A Moldavian Holodomor? The Great Famine in Soviet Moldova, 1946-1947

This is an Archive of a Past Event

The mass famine in Soviet Moldavia in 1946-47 is one of the least known episodes of state terror under Stalin. It took the life of at least 123,000 persons which made about 5% of the entire population of MSSR and thus the excess deaths proportionally to the total population was 5 times higher than in Ukraine and 11 times than in Russia in the same period. Among the explanations of these huge discrepancies is that the greatest part of MSSR (Bessarabia) was not yet collectivized, it was a borderland republic and part of the former Nazi Germany’s ally – Romania, and the local elites were more servile to the Center than the Ukrainian ones. At the same time, the famine in Moldavia and at the all-Union level as well was triggered by decisions taken in Moscow by Stalin personally as he was well-informed about the real situation before and during the famine erupted (Chisinau-based archives and Moscow ones – the latter accessed through Hoover Institution archives – testifies for that). 

While acknowledging the assistance that Soviet regime accorded to Soviet Moldavia to fight the famine, the high death toll that nevertheless resulted raises serious questions as to the intentions of the Soviets in the former Romanian province of Bessarabia. In conclusion, the author supports the idea that the famine of 1946-47 in Soviet Moldavia in particular and in Soviet Ukraine and Russia as well was another of Stalin’s genocides.
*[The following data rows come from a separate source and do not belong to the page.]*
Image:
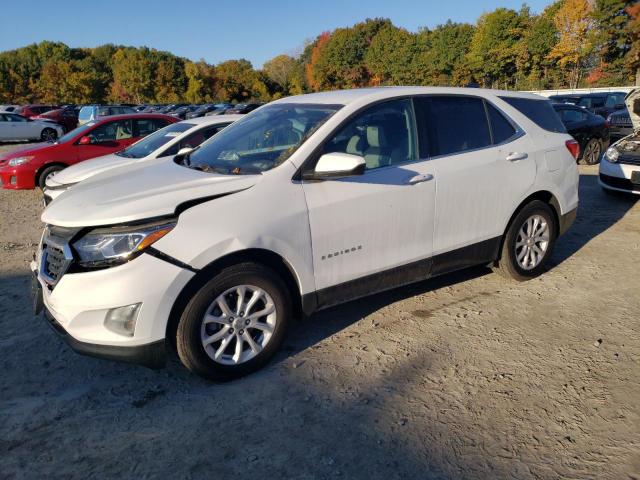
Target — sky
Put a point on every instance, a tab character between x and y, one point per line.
221	30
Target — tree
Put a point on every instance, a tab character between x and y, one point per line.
494	47
574	48
392	57
632	58
286	73
132	76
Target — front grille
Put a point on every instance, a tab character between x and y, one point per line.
56	255
55	262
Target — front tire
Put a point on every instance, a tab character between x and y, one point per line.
528	242
48	135
235	323
592	151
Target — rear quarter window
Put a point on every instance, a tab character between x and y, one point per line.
539	112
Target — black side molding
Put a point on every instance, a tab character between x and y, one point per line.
479	253
152	355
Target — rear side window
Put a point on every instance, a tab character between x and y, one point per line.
501	128
451	124
539	112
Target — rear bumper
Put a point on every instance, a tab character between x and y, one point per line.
151	355
567	220
17	178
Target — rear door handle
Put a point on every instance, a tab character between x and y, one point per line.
515	156
425	177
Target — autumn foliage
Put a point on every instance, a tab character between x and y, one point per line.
570	43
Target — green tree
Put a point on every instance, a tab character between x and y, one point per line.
494	47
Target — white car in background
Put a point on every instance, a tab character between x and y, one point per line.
620	165
15	127
307	202
167	141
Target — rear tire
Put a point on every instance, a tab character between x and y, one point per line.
528	243
217	339
46	173
48	135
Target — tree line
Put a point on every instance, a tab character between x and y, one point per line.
571	43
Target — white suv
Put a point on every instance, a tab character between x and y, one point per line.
307	202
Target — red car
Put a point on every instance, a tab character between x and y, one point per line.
29	167
33	110
67	117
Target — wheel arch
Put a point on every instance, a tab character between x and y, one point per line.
44	167
261	256
542	195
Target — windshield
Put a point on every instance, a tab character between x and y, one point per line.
262	140
77	131
151	143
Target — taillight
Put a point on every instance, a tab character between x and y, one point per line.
574	148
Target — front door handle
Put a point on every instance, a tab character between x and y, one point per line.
515	156
425	177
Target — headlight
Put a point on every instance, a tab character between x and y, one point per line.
111	246
14	162
612	154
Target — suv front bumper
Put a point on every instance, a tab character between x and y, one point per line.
77	305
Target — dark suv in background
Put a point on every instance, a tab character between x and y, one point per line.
590	130
601	103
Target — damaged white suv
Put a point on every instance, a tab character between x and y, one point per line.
307	202
620	165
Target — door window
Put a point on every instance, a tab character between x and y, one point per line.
194	139
112	131
452	124
16	118
384	134
145	126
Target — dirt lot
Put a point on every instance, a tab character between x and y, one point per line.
464	376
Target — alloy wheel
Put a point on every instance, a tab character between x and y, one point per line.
238	324
532	242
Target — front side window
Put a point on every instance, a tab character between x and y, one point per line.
262	140
145	126
16	118
384	135
614	99
453	124
152	142
194	139
112	131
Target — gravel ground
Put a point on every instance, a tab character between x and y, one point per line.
465	376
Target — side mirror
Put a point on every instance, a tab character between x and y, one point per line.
337	165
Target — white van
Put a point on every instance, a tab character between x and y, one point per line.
305	203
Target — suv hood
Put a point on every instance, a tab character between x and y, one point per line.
139	192
632	100
88	168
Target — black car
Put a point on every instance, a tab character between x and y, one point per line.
203	110
620	124
590	131
183	111
601	103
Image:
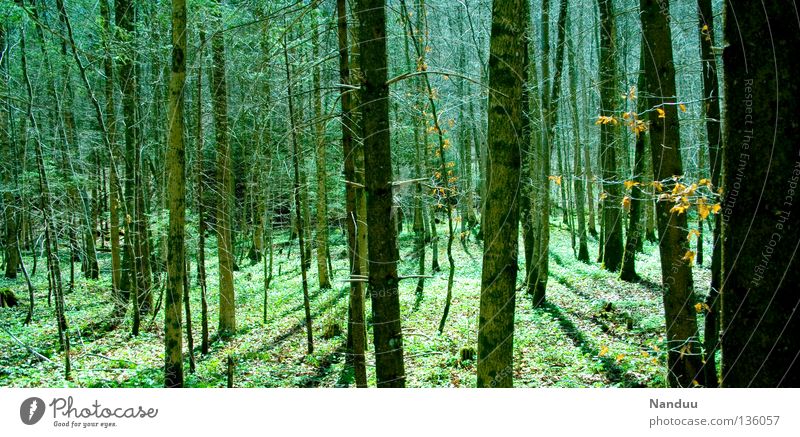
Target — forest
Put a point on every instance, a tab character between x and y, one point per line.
399	193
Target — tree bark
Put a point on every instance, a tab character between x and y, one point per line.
498	279
224	183
683	358
609	96
713	132
176	201
355	323
761	162
382	241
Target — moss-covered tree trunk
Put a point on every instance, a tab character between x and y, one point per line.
501	220
7	149
199	160
176	203
382	241
683	357
355	325
634	199
609	98
713	132
322	174
298	208
760	233
114	187
224	182
579	172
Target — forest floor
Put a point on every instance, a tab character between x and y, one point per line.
594	330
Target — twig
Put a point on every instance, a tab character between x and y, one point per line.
410	181
30	349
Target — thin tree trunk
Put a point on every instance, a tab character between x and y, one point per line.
227	306
635	199
609	97
355	323
201	220
298	203
51	239
683	358
176	201
322	174
713	121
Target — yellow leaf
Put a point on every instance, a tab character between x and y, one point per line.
689	256
702	208
630	184
700	306
680	209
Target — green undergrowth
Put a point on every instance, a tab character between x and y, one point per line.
593	331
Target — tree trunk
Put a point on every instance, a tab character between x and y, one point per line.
760	266
683	359
579	174
635	199
712	114
498	279
355	323
45	203
609	97
322	174
224	183
176	201
296	189
382	241
114	187
201	220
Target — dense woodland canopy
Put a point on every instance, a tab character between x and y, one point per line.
399	193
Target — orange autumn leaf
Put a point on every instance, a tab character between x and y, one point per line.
689	257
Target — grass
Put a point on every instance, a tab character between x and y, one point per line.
594	330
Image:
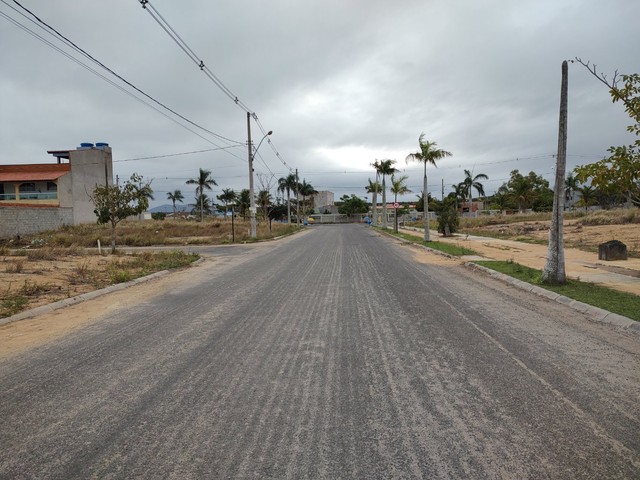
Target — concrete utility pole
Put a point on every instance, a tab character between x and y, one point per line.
297	200
554	271
252	200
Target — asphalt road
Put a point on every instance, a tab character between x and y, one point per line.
332	354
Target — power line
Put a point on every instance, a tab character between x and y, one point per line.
197	60
49	29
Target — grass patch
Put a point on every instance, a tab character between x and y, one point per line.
444	247
622	303
11	306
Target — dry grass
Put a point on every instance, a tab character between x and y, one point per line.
147	233
24	285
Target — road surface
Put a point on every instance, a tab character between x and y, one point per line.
332	354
The article thus confirms empirically the conclusions made earlier by a Russian historian (Zima, 1996) and conceptualized by a Western scholar that the famine of 1946-1947 – particularly in Soviet Moldavia – was a FAD2 famine (preventable Food Availability Decline), i.e. could be avoided had the priorities of the Soviet regime been different (Ellman, 2000). 

Igor Casu is Associate Professor and Director of the Center for the Study of Totalitarianism at the Faculty of History and Philosophy, State University of Moldova, Chisinau. In March 2000, Casu received his Ph.D. in History from Jassy University in Romania and was Fulbright Scholar-in-Residence at Lenoir University in North Carolina during fall semester that same year, during which he taught a masters course on Modern Balkan History. In 2010, he served as vice chairman of the Presidential Commission for the Study and Evaluation of the Communist Totalitarian Regime in the Republic of Moldova. Among his research interests are: Soviet Nationalities Policy and Political Repressions, Violence and Resistance in Soviet Moldavia during Stalinism and after 1953. Among his recent publications are: “The Fate of Stalinist Victims in Soviet Moldavia after 1953: Amnesty, Pardon and the Long Road to Rehabilitation”, in Kevin McDermott, Matthew Stibbe, eds., De-Stalinising Eastern Europe. The Rehabilitation of Stalin’s Victims, (Palgrave Macmillan, 2015) and The Class Enemy. Political Repressions, Violence and Resistance in Moldavian (A)SSR, 1924-1956 (Cartier, 2015). His research project at Stanford is entitled "A Moldavian Holodomor? Mass Famine in MSSR, 1946-1947".